MACRA obviously has increased the need for CDI in outpatient and clinical settings. MIPS success requires it. Clinical documentation in your HCC coding, including RAF scores, will impact your payment under MACRA.
CDI Fast Facts
It takes an expert eye when coding for services to pick out key words and provide specific diagnoses to documentation. Your staff will require clinical knowledge and a good understanding of outpatient coding guidelines. Always review your claims to ensure you captured what’s needed.
You might also consider reviewing your current processes for code assignments. Who’s doing it? Are your physicians involved? Is someone assigned to check it? Are all procedures and E/M codes properly assigned?
A diagnosis that maps to a Hierarchical Condition Category (HCC) must be made during a face-to-face encounter. You’ll want to note diagnosis status—e.g., acute, chronic, compensated, decompensated, exacerbated—and likely will need to remind your physician to do so. Take the diagnosis status into account when selecting code specificity. As well, remember to flag all active chronic conditions for ongoing relevance.
When working with physicians, remind them with non-definitive diagnoses to document the signs and symptoms they’re seeing and treating. Remember that “history of” indicates that a condition is no longer under active treatment. Do not use this phrase for chronic conditions.
For example, it’s not enough to write “history of asthma,” even though you later noted a prescription for ProAir. Others may not pick up the ongoing status of the condition. Instead of writing “history of asthma,” write “Asthma since 2012, controlled with ProAir HFA.” If a condition remains a factor of the patient’s health status, it’s not history.
You want to note all pertinent conditions—those that are present but stable, managed on therapy, require some form of observation, require a referral, or affect your medical decision making.
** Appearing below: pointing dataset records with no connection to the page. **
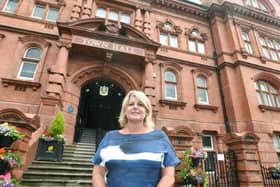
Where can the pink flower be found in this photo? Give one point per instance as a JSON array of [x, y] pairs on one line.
[[6, 177]]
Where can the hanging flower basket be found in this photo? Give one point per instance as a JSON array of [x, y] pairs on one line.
[[4, 166], [6, 141]]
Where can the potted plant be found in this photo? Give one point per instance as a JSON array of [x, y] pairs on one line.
[[9, 134], [51, 142], [8, 161], [191, 173]]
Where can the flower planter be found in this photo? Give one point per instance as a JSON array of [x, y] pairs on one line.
[[195, 161], [4, 166], [49, 150], [5, 141]]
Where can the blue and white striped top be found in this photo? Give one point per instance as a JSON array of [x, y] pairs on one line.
[[135, 160]]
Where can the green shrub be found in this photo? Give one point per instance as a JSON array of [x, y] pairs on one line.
[[57, 126]]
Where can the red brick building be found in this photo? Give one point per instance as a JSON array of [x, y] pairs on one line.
[[210, 68]]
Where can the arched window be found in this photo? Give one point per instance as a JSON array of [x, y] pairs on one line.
[[168, 35], [267, 94], [170, 85], [256, 4], [196, 43], [201, 90], [29, 63], [247, 42]]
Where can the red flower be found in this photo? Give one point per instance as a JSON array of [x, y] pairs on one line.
[[46, 133]]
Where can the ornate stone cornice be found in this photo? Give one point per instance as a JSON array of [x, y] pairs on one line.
[[183, 7], [229, 8]]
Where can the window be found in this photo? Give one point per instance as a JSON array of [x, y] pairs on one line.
[[266, 94], [170, 85], [196, 43], [168, 36], [11, 6], [45, 12], [256, 4], [270, 48], [276, 142], [201, 90], [29, 63], [207, 142], [247, 43], [113, 15]]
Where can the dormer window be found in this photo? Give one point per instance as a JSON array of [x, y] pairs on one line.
[[113, 15], [168, 34], [196, 41], [256, 4]]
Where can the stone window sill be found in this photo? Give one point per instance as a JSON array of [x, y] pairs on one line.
[[21, 85], [205, 107], [173, 104], [271, 108]]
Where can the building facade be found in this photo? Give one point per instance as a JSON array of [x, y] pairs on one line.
[[210, 68]]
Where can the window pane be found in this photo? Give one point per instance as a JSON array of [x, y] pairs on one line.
[[265, 52], [168, 25], [28, 69], [11, 6], [273, 55], [202, 95], [248, 48], [173, 41], [259, 98], [163, 39], [192, 45], [276, 101], [201, 48], [125, 18], [170, 91], [207, 141], [267, 100], [169, 76], [245, 36], [276, 141], [33, 53], [262, 41], [113, 16], [270, 44], [256, 85], [52, 14], [201, 82], [100, 12], [263, 86], [39, 11]]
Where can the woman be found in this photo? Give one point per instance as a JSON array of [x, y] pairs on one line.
[[137, 155]]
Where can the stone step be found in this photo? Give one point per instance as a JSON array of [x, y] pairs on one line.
[[56, 175], [56, 183]]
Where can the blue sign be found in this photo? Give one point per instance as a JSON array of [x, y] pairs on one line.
[[70, 109]]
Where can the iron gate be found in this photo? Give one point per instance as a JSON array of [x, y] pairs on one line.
[[221, 169]]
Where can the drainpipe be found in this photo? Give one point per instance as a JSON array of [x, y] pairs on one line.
[[227, 125]]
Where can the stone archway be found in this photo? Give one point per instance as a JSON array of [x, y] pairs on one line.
[[87, 77]]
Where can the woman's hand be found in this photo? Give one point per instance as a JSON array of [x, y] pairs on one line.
[[98, 174], [167, 177]]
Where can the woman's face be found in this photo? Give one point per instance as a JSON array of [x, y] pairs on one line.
[[135, 110]]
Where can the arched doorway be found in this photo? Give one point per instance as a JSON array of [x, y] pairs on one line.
[[98, 112]]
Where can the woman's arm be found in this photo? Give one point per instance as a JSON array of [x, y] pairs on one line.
[[167, 177], [98, 173]]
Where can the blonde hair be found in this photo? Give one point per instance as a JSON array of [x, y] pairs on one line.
[[148, 121]]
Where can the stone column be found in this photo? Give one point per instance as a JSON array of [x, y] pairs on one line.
[[148, 81], [76, 11], [51, 102], [245, 148], [147, 23], [87, 10], [138, 20]]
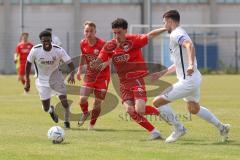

Remember, also, to document the relationship of diagnoses to other conditions. Physicians can do this with simple terminology, employing phrases like: with, due to, caused by, secondary to, etc.
Make sure to keep this information front and center in each patient’s chart and/or EHR. If you work at a small practice that can’t afford EHR, reach out to a larger organization that might be equipped to allocate space, allowing you to piggy back on their EHR. If managed well, this type of partnership serves the greater medical community.
Master Documentation Basics
Yes, physicians are busy. But if they’re not invested in proper documentation, it will cost them in reimbursement. It also will affect their quality of care and their MIPS score rating, which will impose negative ramifications on their practice.
The big picture review. Include all conditions that affect treatment or management of a patient. Be specific. If a diagnosis is unclear, use signs and symptoms. Document with specificity that captures the entirety of the patient’s health status.
Document chronic conditions at least annually. Such conditions should involve aspects of MEAT—monitoring, evaluating, assessing, treating. Note the severity or stage of the condition and document any complications or associated conditions.
Carve ‘Forever Codes’ in Stone
Some of the condition listed above—cirrhosis and ostomy, for example—may resolve. Specific documentation, however, begets specific documentation. In other words, when a chronic condition is clearly noted in the patient’s file, annual wellness visits lend themselves to follow-up visits. Monitor, evaluate, assess, and, if necessary, treat. The patient, then, is proactively cared for, and you’ve covered yourself should a resolved condition with the potential to reemerge become problematic. In the interim of stability, CMS gets its annual code.
Tip. Go through your encounter records, print them out if you use an EMR, or pull some charts. Peruse your files for areas in need of better documentation. Look for conditions with potential implications to the future health status of your patients—chronic conditions that have fallen through the cracks. And change your system to keep such conditions front and center. They should be the first thing physicians and coders see when they view a patient’s record.
As well, you might ask yourself if you missed opportunities from a coding selection standpoint or a documentation standpoint. Work together to see where you can fix these issues. Clinical documentation improvement means better reimbursement.